The case is being heard in the Southern
District of California (federal court). In January 2009,
the plaintiffs and defendants completed briefing on their cross-motions
for summary judgment. The motions were being considered
by the Honorable Michael M. Anello.
Plaintiffs’ federal court jurisdiction
was based on 42 U.S.C. section 1983.1 Judge Anello ruled that
there was not sufficient evidence to demonstrate that SeaWorld
should be considered as a state actor and therefore Plaintiffs
could not succeed on their section 1983 claim. Since Plaintiffs’ case
is also, and separately (from section 1983), based on the California
State Constitution’s Liberty of Speech Clause, Judge Anello
addressed Plaintiffs’ California Constitutional claims
by ruling that the court was declining to exercise supplemental
jurisdiction over the California claim.
Plaintiffs have appealed Judge Anello’s ruling to the 9th Circuit Court
of Appeals. Plaintiffs/Appellants’ opening brief is due October 21, 2009.

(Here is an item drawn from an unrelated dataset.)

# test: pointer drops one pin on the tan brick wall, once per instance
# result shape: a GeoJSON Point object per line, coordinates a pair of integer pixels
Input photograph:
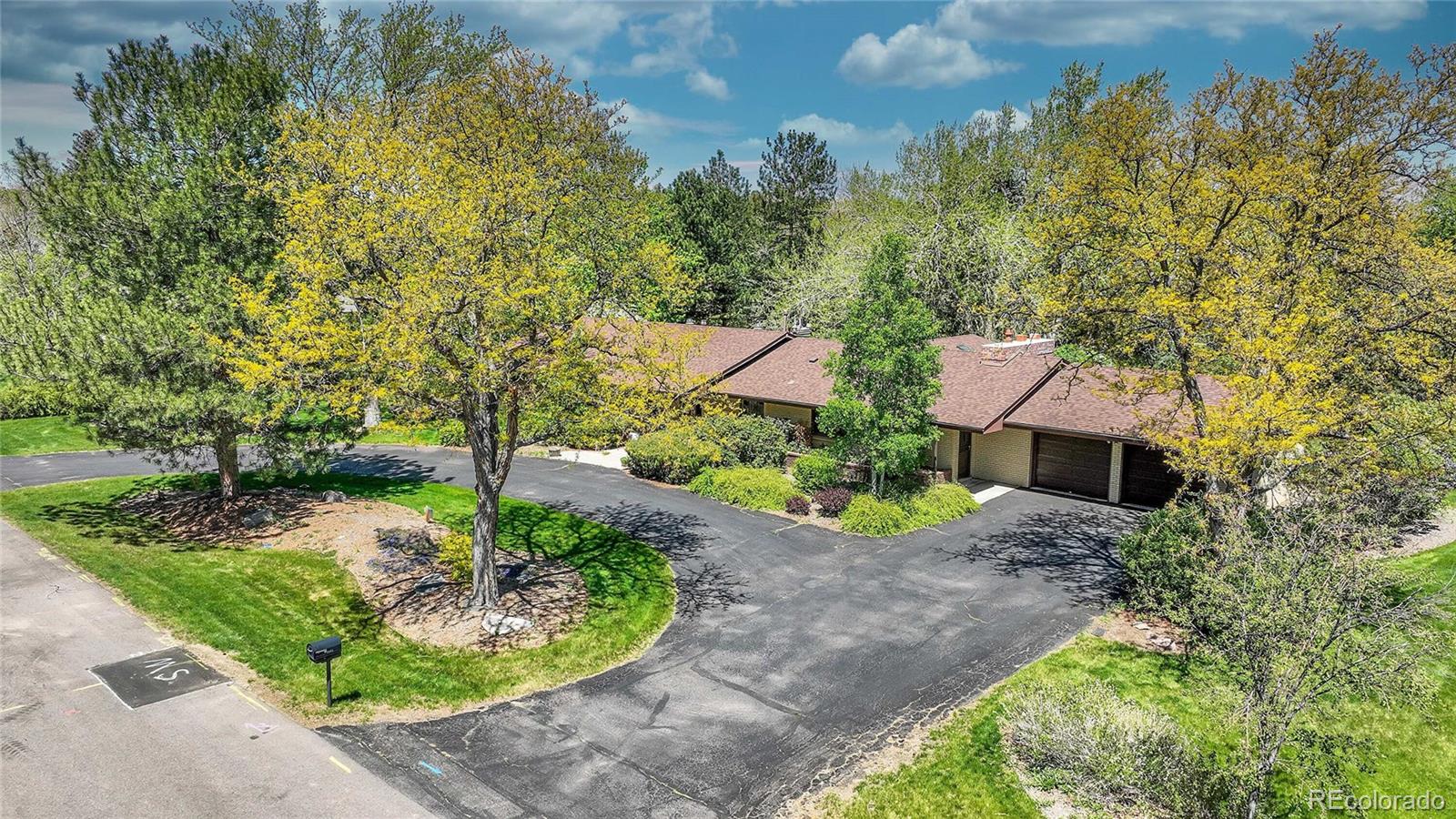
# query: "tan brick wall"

Since Judge Anello declined to decide the central issue in this case, i.e., Plaintiffs’ right
(under the California Constitution) to peacefully demonstrate in front of SeaWorld,
Plaintiffs will continue to litigate this case until a court reaches a final
decision that addresses the issues raised. If this means filing a lawsuit in
California State Court after the 9th Circuit Court of Appeals reaches a decision,
then Plaintiffs will pursue that course.
FOOTNOTE
1. Section 1983 is entitled “Civil
action for deprivation of rights” and it states:
Every person who,
under color of any statute, ordinance, regulation, custom, or
usage, of any State or Territory or the District of Columbia,
subjects, or causes to be subjected, any citizen of the United
States or other person within the jurisdiction thereof to the
deprivation of any rights, privileges, or immunities secured
by the Constitution and laws, shall be liable to the party injured
in an action at law, suit in equity, or other proper proceeding
for redress, except that in any action brought against a judicial
officer for an act or omission taken in such officer's judicial
capacity, injunctive relief shall not be granted unless a declaratory
decree was violated or declaratory relief was unavailable. For
the purposes of this section, any Act of Congress applicable
exclusively to the District of Columbia shall be considered to
be a statute of the District of Columbia.